22. January 2011 · Comments Off on The Little House Books · Categories: Uncategorized

A couple of weeks ago, when putting together a short story for an anthology of western stories, I was reminded yet again again of my own grade-school devotion to Laura Ingalls Wilders’ Little House books. My heroine in the short story is a thirteen year old girl, in the Texas Hill country during the Civil War, taking the first few steps toward being a responsible adult, in caring for her younger sister and friends, and bearing a warning to other households in the tiny settlement where she lives about the depredations of the ‘hanging band’, a pro-Confederate lynch mob. Much of the background activities in the story – cutting wood, making soap over an open fire – are all drawn from my memories of reading the Little House books. I have all of them, of course, from the hard-bound uniform editions that were published in the 1960ies, with Garth Williams’ illustrations. All of mine are sadly battered, and minus the dust jackets, but with flyleaf inscriptions in Mom’s handwriting; a present to me on my 8th birthday, a Christmas present in 1964, or 1965. Over five or six years, I acquired them one and two at a time, and read them avidly, often in one sitting. “Little Town on the Prairie” was the first, and is the most completely tattered. I think I got “The Long Winter” and “These Happy Golden Years” next, at one fell swoop for my birthday, and then Mom and Dad filled out the collection with “Farmer Boy” and the others.

Mom had also been a fan. The books were originally published when she was in grade school, and her class had written a group fan letter to Laura Ingalls Wilder, who was still then living, and she had sent them a very cordial reply, befitting a very proper Victorian school teacher. Later on, Mom tried emulating Ma, in being always calm and serene no matter what the situation, with mixed success as that degree of passive Victorian “Angel in the House” serenity was very much against her nature to begin with.

I read them out of sequence, as I received them as presents, and afterwards over and over and over again. I still hold the books (but not the TV series, which was marred by the constraints imposed by a weekly need for drama and irredeemable presentism) in considerable affection. Llooking back now,  though, one does wonder a little bit about Pa. Even allowing for Mrs. Wilder’s nostalgic affections, how on earth could a man make a bust of farming in Minnesota, for pete’s sake? And rushing out to stake a claim in a territory not yet open for settlement, and which turned out not to be, after all? It is not even certain that the books were entirely of her own writing, either. The Little House books are so different, much more immediate in the telling, and deft in the descriptions and characterization than those writings known absolutely to be by Mrs. Wilder. That was plain to me as soon as I had a chance to compare and contrast— say, by high school. As soon as the theory was raised by her biographer, I thought it quite likely that Rose Wilder Lane, a professional writer of long experience, had polished, added to and edited her mother’s memoir.

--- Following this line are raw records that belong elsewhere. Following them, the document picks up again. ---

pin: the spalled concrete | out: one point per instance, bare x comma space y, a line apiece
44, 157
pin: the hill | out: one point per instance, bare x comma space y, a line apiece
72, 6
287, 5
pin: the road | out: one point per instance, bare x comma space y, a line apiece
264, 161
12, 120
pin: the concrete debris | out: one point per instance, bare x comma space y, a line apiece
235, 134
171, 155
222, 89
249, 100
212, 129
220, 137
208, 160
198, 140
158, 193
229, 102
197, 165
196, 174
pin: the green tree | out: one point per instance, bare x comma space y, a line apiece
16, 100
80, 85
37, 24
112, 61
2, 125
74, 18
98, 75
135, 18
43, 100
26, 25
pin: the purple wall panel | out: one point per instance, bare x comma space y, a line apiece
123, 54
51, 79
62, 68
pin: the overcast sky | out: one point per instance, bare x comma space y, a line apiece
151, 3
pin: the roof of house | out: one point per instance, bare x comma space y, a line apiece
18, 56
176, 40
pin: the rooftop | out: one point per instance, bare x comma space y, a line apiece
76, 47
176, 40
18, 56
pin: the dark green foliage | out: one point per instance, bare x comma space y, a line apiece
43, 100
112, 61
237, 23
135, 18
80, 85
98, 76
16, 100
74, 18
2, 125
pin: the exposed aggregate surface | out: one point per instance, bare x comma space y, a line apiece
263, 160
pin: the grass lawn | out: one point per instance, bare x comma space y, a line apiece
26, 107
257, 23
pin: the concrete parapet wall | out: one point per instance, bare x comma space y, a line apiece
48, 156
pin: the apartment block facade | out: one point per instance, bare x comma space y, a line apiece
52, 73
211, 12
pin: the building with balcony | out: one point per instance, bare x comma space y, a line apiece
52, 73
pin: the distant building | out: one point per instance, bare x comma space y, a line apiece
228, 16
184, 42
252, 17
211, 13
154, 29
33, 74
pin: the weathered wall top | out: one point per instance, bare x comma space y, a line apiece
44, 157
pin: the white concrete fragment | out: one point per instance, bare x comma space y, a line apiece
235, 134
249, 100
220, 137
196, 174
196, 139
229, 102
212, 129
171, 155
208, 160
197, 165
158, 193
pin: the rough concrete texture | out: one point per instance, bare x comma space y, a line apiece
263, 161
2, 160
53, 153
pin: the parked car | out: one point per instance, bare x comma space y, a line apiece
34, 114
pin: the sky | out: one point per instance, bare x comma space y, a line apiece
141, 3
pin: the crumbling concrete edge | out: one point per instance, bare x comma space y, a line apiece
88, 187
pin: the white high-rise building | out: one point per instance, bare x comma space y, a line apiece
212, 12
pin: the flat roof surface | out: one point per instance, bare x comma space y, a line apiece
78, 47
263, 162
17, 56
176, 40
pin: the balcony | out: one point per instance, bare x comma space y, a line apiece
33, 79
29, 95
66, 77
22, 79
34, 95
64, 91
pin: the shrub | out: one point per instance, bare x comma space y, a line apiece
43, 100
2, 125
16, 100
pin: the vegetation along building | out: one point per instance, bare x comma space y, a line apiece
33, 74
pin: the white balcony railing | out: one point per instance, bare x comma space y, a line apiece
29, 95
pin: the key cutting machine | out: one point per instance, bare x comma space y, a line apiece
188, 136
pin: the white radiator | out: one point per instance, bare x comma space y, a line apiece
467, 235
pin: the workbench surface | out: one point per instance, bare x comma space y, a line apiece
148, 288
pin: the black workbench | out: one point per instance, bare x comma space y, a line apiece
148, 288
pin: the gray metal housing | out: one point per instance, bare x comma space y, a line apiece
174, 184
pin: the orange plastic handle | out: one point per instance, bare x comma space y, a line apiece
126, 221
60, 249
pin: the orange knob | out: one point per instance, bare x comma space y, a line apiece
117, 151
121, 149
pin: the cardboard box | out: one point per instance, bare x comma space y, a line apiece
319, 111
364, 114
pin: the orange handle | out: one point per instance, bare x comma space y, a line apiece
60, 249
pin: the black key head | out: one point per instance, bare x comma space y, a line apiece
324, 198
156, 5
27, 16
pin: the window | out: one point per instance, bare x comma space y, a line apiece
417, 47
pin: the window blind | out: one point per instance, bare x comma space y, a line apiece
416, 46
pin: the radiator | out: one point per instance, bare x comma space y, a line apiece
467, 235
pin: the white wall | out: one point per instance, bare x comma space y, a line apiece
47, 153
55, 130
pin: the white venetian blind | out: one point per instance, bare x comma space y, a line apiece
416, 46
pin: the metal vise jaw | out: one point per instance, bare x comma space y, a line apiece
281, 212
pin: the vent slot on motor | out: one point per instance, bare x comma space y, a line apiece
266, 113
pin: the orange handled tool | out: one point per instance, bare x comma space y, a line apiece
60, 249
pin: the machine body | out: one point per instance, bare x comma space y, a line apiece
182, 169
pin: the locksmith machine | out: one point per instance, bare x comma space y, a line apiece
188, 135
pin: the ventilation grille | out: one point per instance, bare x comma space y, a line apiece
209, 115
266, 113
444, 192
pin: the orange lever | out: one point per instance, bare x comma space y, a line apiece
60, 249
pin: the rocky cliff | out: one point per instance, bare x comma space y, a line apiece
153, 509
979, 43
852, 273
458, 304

The books spoke to us, to Mom and I both. After all, when they were first published, the details of lives on the frontier in the 1870ies were in the living memory of grandparents, and even parents; Granny Jessie had been raised on a farm, where horses provided the main power, when pigs were slaughtered in the fall, for meat to last the winter, and it was expected that a housewife would make her own clothes and her own jam, and for the family to make their own music and entertainment of an evening. Wood burning stoves, kerosene lanterns and outhouses were, and are still a part of life in many parts of the country. My own Dad fixed things, and built things, just like Pa. Mom read to us, and made our clothes, and we sang long folksongs together— just like the Ingals family did.

And even though they had lived in what was always seen as the Old West (and everything I ever knew about blizzards and the dangerous attraction of pump handles in mid winter, I learned from the books) this was an Old West that was not the wild and wooly frontier of so much popular culture: although there were brief encounters with elements that are supposed to be typical (cattle drives, Indians, lawlessness and violence) most of the narrative is concerned with the prosaic business of making a life for a family, in the face of dangers more natural than man-made; blizzards, prairie fires, tornadoes, drought and plagues of grasshoppers, malaria and scarlet fever. Oh, and the problem of being snubbed at school by the girls with nicer clothes, and trying to keep a surprise Christmas present a secret, in a small house.

The Little House books still speak to us, because in that American way, they are profoundly optimistic. The common message running through all the books is that of being able to cope with whatever was set in your way, no matter how large or small: You yourself, your family, with your friends, and the community could do what needed to be done to resolve the problem, no matter if it was a bad-tempered teacher picking on your little sister, or the entire town snowed in and near starvation. There was a solution, sometimes a hard, and risky solution, requiring courage and daring— but there was a solution, and it could be accomplished. This is a very empowering message, which I think explains the enduring appeal.